All power supplies, as required by Intel specs and other
standards, must already have such line conditioning. However,
many power supply manufacturers have discovered higher profits
by dumping supplies into North America missing many essential
functions. The naive computer assembler buys only on price.
Therefore selling inferior supplies are quite profitable. You
will even find them sold in CompUSA.
Any supply that does not include a long list of
specifications is typically in that defective list.

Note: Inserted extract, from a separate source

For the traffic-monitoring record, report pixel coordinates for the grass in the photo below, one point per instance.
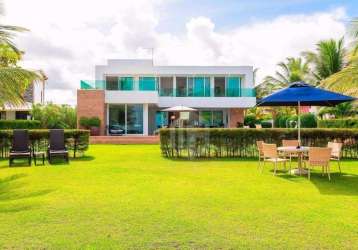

Some
specs that all supplies must meet:
Specification compliance: ATX 2.03 & ATX12V v1.1
Acoustics noise 25.8dBA typical at 70w, 30cm
Short circuit protection on all outputs
Over voltage protection
Over power protection
100% hi-pot test
100% burn in, high temperature cycled on/off
PFC harmonics compliance: EN61000-3-2 + A1 + A2
EMI/RFI compliance: CE, CISPR22 & FCC part 15 class B
Safety compliance: VDE, TUV, D, N, S, Fi, UL, C-UL & CB
Hold up time, full load: 16ms. typical
Efficiency; 100-120VAC and full range: >65%
Dielectric withstand, input to frame/ground: 1800VAC, 1sec.
Dielectric withstand, input to output: 1800VAC, 1sec.
Ripple/noise: 1%
MTBF, full load @ 25°C amb.: >100k hrs
That will eliminate so many power supplies from your
acceptable list. However you will discover that to provide
such functions, the power supply typically costs on the order
of $80. If the supply is selling for $40, then you know why
those specifications cannot be located.
Furthermore so many supplies that don't provide specs also
don't provide the wattage they claim. Therefore you see so
many people recommending 400+ watt supplies because their
experience was th 300 watt supply was too small. In reality,
the 300 watt supply was not providing 300 watts. But they did
not seek specifications first. Instead they only bought on
price - and got the supply they paid for.
Start the search with a demand for specifications. Make
sure the above list is also 'claimed' by that supply.